Dans la parabole des talents, enseignée par Jésus, quand le maître est revenu de voyage, il a félicité et récompensé les deux serviteurs qui avaient fait fructifier leurs talents. Il a qualifié d’« inutile » celui qui avait caché son unique talent dans la terre et lui a ôté même ce qu’il avait reçu13.
De même, notre rôle d’intendant des créations terrestres ne consiste pas seulement à les conserver ou à les préserver. Le Seigneur attend de nous que nous travaillions diligemment, sous l’inspiration du Saint-Esprit, à cultiver, améliorer et faire fructifier les ressources qu’il nous a confiées, non pas pour notre seul bénéfice, mais pour le bonheur d’autrui.
Parmi toutes les réalisations de l’homme, aucune ne saurait égaler l’expérience de devenir co-créateurs avec Dieu en donnant la vie ou en aidant un enfant à apprendre, à grandir et à s’épanouir, que ce soit en tant que parent, enseignant, dirigeant ou dans tout autre rôle. Il n’est pas d’intendance plus sacrée, plus exaltante, mais aussi plus exigeante, que celle d’être partenaire avec le Créateur pour procurer un corps physique à ses enfants d’esprit, puis pour les aider à atteindre leur potentiel divin.
Cette responsabilité de co-création nous rappelle constamment que la vie et le corps de chaque être humain sont sacrés, qu’ils n’appartiennent à nul autre que Dieu, et qu’il nous en fait les gardiens pour les respecter, les protéger et en prendre soin. Les commandements de Dieu qui régissent les pouvoirs de procréation et la création de familles éternelles nous guident dans cette intendance sacrée, si cruciale pour l’accomplissement de son plan.
Mes frères et sœurs, nous devrions reconnaître que tout est spirituel pour le Seigneur, y compris les aspects les plus temporels de notre vie. Je témoigne que de grandes bénédictions spirituelles sont promises aux personnes qui aiment la terre et leurs semblables, et en prennent soin. Si vous restez fidèles à cette intendance sacrée comme à vos alliances éternelles, vous progresserez dans la connaissance de Dieu et de son Fils Jésus-Christ, et vous ressentirez leur amour et leur influence plus abondamment dans votre vie. Tout cela vous préparera à vivre avec eux et à recevoir un pouvoir de création14 plus grand dans la vie à venir.
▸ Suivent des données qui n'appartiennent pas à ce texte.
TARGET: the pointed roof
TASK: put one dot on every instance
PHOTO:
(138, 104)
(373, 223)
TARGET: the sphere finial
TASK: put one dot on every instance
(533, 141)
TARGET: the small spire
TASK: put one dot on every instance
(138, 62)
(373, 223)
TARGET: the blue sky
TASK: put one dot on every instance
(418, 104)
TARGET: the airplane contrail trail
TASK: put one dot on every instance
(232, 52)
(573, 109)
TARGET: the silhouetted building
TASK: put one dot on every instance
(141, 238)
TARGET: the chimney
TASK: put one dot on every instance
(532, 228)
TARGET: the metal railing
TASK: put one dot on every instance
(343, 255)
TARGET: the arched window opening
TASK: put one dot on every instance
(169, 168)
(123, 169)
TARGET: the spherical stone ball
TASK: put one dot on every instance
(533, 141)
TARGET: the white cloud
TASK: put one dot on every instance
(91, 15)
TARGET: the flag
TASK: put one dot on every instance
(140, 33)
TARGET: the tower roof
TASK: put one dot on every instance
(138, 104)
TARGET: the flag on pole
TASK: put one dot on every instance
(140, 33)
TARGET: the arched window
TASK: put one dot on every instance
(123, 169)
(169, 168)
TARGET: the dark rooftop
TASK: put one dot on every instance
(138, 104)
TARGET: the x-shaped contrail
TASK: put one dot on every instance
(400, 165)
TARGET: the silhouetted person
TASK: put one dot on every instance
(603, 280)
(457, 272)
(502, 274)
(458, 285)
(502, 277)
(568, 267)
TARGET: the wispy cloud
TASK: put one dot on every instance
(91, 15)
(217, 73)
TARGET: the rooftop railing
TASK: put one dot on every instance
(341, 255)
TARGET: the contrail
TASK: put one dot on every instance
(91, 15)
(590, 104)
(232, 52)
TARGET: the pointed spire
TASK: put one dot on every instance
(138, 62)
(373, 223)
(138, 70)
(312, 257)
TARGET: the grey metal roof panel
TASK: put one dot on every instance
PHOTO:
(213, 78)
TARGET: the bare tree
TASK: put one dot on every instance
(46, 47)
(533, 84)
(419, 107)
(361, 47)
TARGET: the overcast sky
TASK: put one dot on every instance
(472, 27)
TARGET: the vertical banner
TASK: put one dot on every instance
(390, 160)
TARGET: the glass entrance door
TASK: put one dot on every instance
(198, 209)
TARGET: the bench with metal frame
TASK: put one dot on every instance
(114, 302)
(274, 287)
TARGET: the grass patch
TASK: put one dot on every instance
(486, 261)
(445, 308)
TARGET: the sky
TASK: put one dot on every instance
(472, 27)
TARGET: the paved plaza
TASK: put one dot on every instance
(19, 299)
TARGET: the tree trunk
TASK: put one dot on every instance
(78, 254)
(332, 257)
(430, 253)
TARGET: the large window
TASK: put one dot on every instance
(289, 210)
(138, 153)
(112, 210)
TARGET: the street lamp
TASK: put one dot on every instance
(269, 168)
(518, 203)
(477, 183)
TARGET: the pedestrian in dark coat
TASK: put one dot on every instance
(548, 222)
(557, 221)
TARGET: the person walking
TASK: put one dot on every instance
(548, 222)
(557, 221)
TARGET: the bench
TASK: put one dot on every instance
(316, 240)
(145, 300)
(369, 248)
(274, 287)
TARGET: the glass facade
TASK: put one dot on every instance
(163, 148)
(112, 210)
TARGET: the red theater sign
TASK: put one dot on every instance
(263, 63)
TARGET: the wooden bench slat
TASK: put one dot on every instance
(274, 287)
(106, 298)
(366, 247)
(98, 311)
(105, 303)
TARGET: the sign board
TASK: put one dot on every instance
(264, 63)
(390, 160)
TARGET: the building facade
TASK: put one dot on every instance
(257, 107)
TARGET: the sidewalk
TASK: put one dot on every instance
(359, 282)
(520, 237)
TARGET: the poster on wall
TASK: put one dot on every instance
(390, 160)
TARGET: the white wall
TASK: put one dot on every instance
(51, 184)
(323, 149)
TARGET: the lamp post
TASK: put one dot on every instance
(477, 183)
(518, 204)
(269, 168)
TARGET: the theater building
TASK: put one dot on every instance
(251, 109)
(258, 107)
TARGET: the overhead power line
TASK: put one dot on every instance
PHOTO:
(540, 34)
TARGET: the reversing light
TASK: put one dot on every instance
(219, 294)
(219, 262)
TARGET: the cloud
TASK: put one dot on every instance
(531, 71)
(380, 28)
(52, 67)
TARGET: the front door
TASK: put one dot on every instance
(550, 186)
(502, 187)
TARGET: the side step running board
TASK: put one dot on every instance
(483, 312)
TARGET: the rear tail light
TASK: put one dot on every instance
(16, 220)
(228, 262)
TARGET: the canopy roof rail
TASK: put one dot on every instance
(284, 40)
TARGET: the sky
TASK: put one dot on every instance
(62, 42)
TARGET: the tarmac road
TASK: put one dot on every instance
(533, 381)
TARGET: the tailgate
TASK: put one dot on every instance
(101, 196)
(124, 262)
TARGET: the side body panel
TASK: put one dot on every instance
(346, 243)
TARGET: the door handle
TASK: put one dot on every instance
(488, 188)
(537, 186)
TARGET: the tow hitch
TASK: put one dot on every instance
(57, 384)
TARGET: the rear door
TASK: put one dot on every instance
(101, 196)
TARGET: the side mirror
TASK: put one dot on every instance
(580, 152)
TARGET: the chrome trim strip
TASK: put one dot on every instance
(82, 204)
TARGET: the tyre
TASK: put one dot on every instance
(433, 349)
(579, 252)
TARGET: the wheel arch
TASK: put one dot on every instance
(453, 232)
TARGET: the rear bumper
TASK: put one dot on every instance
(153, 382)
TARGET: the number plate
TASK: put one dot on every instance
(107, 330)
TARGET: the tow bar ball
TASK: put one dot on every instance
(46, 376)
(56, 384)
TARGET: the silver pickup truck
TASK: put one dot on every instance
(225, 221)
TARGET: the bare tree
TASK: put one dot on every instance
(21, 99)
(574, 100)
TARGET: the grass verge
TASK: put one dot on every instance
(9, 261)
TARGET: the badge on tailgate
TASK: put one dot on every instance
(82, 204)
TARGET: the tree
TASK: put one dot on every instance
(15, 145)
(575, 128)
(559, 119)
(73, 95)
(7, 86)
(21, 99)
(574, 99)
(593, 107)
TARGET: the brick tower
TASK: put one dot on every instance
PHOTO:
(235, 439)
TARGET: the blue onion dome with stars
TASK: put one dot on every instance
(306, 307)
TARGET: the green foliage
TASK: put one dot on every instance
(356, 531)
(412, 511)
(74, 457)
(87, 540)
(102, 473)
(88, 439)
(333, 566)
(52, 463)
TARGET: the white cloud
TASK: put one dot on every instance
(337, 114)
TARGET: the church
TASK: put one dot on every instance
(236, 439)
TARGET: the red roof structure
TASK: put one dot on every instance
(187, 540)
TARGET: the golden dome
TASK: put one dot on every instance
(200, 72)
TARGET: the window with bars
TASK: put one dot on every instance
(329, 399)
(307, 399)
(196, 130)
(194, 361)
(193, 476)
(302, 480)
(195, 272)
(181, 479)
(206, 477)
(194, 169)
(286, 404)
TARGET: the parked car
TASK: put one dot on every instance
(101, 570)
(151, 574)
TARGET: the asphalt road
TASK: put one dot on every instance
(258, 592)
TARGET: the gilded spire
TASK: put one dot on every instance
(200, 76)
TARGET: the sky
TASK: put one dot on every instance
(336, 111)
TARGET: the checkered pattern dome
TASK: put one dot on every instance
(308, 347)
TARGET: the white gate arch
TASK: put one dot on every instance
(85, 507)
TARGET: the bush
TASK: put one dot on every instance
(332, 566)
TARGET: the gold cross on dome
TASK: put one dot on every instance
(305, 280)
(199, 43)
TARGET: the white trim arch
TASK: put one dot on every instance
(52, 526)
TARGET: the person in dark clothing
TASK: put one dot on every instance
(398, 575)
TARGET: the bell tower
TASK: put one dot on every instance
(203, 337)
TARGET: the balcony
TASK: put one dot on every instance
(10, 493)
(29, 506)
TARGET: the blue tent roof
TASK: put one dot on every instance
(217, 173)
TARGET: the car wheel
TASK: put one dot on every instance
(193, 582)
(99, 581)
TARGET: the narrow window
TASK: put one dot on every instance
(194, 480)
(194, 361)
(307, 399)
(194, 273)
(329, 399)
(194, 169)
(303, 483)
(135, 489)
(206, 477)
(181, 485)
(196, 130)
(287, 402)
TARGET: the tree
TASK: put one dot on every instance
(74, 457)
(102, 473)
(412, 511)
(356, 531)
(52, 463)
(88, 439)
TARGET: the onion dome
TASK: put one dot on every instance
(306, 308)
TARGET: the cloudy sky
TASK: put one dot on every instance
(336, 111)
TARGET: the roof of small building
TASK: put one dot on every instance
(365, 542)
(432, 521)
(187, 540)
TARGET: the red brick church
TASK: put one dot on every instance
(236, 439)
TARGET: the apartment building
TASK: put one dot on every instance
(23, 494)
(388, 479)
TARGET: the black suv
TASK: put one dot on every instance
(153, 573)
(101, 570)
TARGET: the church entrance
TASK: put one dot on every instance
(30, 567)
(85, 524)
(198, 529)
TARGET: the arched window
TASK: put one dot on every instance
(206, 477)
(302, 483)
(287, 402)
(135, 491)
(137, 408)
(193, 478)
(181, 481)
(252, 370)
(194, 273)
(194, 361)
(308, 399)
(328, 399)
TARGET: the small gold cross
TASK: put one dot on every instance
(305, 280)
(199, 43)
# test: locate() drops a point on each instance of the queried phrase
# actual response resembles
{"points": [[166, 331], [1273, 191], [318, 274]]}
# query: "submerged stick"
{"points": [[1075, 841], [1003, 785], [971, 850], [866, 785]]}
À la fin de notre existence mortelle, le Maître nous demandera des comptes sur notre intendance sacrée, y compris sur la façon dont nous aurons pris soin de ses créations. Je prie pour que nous puissions alors entendre ces paroles pleines d’amour chuchotées à notre esprit : « C’est bien, bon et fidèle serviteur ; tu as été fidèle en peu de chose, je te confierai beaucoup ; entre dans la joie de ton maître15. » Au nom de Jésus-Christ. Amen.